DIY USB sharing hub

USB sharing hub

Local shops wanted close to $100 for a mechanical USB switch, to share a USB keyboard and mouse between two computers. I accomplished the same thing with a cheap compact USB hub, an old keyboard and a 3 pole switch for less than $10.

The keyboard is wired to one of the USB hubs ports, the 3PDT switches the hubs two data lines plus the 5v+ rail. In an ideal world, the ground and shield should be switched too, but I only had a 3 pole switch and limited room.

DIY usb hub sharing switch diagram

I decided to put the hub inside the keyboard to reduce clutter, fitting everything in was the hardest part of the project, and not something I’d do again.

It works beautifully but there is a 10 second lag when switching to a Vista machine while it searches for the drivers for the mouse and keyboard, but it’s still easier than swapping the keyboard plug between machines.

8 thoughts on “DIY USB sharing hub

  1. thanks, you’ve been a big help, i placed all my components in a plastic electrics box from radioshack

  2. Pingback: A “Soft” KVM « Armen138

  3. I have a wireless keyboard that uses a dongle to connect to the keyboard. If i just have a female usb port slotted into where the hub is, i could achieve the same result?

  4. for example, if i have a Wireless mouse (the ones that have that dongle that plug into the pc…) Could i instead f having that hub there, have a female port(like the ones in your pc) and wire it up the same way you did?

  5. @Vignesh

    To answer Your question shortly: YES. It’s just a mechanical switch, physically routing wires from one PC to another (the equivalent of unplugging the device at PC A and plugging it in at PC B).

    Instead of switching the keyboard/mouse connector, You will be switching which PC the DONGLE is connected to. In essence, You just need two USB cables, one USB port, and a switch like the one above (if You want to get fancy, You can use a SPDT switch and do the connections using discrete transistors or relays).

    I guess it could easily be put in a with two USB cables and one USB port (and the switch), and it would work for both the wireless version (plug the dongle into it) as well as the wired version (plug the keyboard into it).

    WORD OF WARNING: the USB plug has a VERY specific layout – the power pins (outermost) are longer than the data pins (innermost) for a very good reason. It’s to allow the power inside the USB device to stabilize before D+ and D- are connected. Some USB devices don’t play nice (and some PCs, too), so switching all four lines immediately can cause problems (as in: burned devices). But there’s an easy way to solve this: put a 5V highly regulated power supply into the project. The GND connector should switch between PCs, as should D+ and D-, but the +5V line from both PCs should just be disconnected. That way power is applied all the time, which should solve the problem.
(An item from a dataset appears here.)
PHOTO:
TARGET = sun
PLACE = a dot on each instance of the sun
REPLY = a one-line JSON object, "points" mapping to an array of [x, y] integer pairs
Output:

    This solution also gives an added bonus – if You use a 850mA power supply (theoretical max for USB 2.0), it also doubles as a charger for some USB devices that can use the USB port to recharge internal batteries. And it’ll work with both PCs off, by the way, thanks to the internal power supply… 😉

  6. Just so there are no misunderstandings: in the powered version above, the PCs +5V must be disconnected from BOTH each other AND the device itself (best just cut the wires and isolate the stub so that it doesn’t cause a short – or solder it somewhere where it can’t do harm). The +5V for the device is provided by the power supply built into the switch. 850mA should do fine (this being aware that as part of the USB negotiation protocol, the device sends out its load requirements – this shouldn’t be affected). Also note that USB 3.0 has a higher power capacity (rated at 1500mA). Always remember to put a fuse into the supply line, it’s there to protect you from a fire!

    Also note that bridging GND from PC1 and PC2 is NOT recommended. For one, they can be at different potentials (which would cause power to flow from one PC and into the other, possibly burning the USB port and/or controller). For another thing, creating ground loops could also be an issue (both PCs are already grounded to the electrical grid, right?).

    If possible, the switching should be done by disconnecting D+/D- first, then switching GND over, and finally connecting D+/D- to the new host; if possible, a delay here would be most useful. IF YOU’RE USING RELAYS, make sure they’re the Break-Before-Make type (they break the old connection before making the new one) so that you don’t connect both PCs’ data lines together, even for a split second (make-before-break relays are suprisingly common so watch out for them).

    Still, the simplest version of this (as stated above) SHOULD be safe to use with most keyboards and mice – esp. the ones that have PS2/USB compatibility, since PS2 doesn’t introduce a delay between power and data connections, so the devices should be designed with that in mind already (the connection is handled by a single chip for both connections in those cases).

  7. Oh, my, me! I forgot that PS/2 connectors should be switched into/out of the PC when the power is off! 😀 Years of hot-plugging PS/2 connectors made me forget. SO – my last comment (about the USB/PS/2 devices) MAY NOT APPLY. Use with caution.